The initiative is a partnership between the zoo and IBM and will test whether technology in a ‘smart’ heater can effectively and efficiently control heating for animals more used to warmer climes.
The technology tested in the zoo’s nyala house uses an algorithm which relies on data from infrared sensors to detect if the antelope, which are native to Southern Africa, are inside.
If the nyala are inside, and the temperature is too low, the heating is automatically turned on.
So far the algorithm is making the right decision about turning on the heating for the nyala antelope 95 per cent of the time.
Duncan East, head of sustainability at Marwell Zoo, said he hopes the experiment will save 30-40 per cent on their heating bills and if successful will be rolled out across animal houses in the zoo.
He said: "We’re really excited to be working with IBM on this novel solution to heating control for large animal housing.
"Typically in zoos large-bodied animals are kept in houses where at least one door is left open at all times so the animals have access to their paddocks. This makes it very difficult, and expensive, to heat the whole house.
He continued: "Instead these animals are kept warm by infrared heat lamps which work by only heating the animals in front of the lamp. A number of lamps around the house provide good coverage but it can also result in heating areas with no animals if they have gone outside or are all together in a different part of the house.

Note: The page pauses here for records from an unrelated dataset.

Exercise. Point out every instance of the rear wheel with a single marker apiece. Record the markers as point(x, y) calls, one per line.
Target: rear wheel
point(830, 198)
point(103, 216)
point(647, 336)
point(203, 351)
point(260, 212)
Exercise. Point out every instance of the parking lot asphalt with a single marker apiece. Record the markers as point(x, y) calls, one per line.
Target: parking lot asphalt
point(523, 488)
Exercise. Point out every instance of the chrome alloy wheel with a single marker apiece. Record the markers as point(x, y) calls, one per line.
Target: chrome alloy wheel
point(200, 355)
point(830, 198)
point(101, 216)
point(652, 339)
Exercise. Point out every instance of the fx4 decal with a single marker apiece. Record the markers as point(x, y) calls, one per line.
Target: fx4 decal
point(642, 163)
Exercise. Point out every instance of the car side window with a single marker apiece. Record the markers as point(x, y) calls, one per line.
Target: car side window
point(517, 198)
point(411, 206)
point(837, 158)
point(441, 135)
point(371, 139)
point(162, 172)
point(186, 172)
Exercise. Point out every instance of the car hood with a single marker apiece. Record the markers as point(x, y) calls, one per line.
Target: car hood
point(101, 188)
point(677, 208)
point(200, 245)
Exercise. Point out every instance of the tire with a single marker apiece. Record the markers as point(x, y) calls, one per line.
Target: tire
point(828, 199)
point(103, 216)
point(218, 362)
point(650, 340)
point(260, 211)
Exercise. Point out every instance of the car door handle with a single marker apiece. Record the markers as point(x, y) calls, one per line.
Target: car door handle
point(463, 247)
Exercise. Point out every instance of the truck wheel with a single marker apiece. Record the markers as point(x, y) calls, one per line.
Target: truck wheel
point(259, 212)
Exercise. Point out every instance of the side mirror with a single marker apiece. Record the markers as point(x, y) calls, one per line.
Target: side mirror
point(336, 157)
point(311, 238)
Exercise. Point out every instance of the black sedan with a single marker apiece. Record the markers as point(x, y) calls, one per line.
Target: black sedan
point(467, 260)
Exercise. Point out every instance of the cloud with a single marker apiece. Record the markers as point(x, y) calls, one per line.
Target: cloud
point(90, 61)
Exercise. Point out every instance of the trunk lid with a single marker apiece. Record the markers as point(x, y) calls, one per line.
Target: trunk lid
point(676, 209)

"Up until now it has not been possible to control these heat lamps by sensors so they are left on all night during the autumn and spring when nights are cold and 24 hours a day during winter.
"Current passive infrared movement sensors, as you might use on an outside light, don’t work as the heater will go off if the animal stops moving, for example if they go to sleep.
"This new type of active sensor detects the presence of the animal because it is warmer than the surroundings and keeps the heat on as long as there is a warm body present, regardless of movement.
"It means the organisation will have more money spare to spend on conservation activities or on further developments around the park."
IBM’s Professor Andy Stanford-Clark, chief technology officer for UK and Ireland, added: "The algorithm we are using in the IBM Cloud enabled us to train the system using lots of examples where we knew there were animals present and no animals present.
"This training has enabled us to create a system that can process the infra-red sensor data with high accuracy, and very few false negatives.
“There is a lot of interest from other zoos, waiting to see how effective this is, and what the potential savings are.”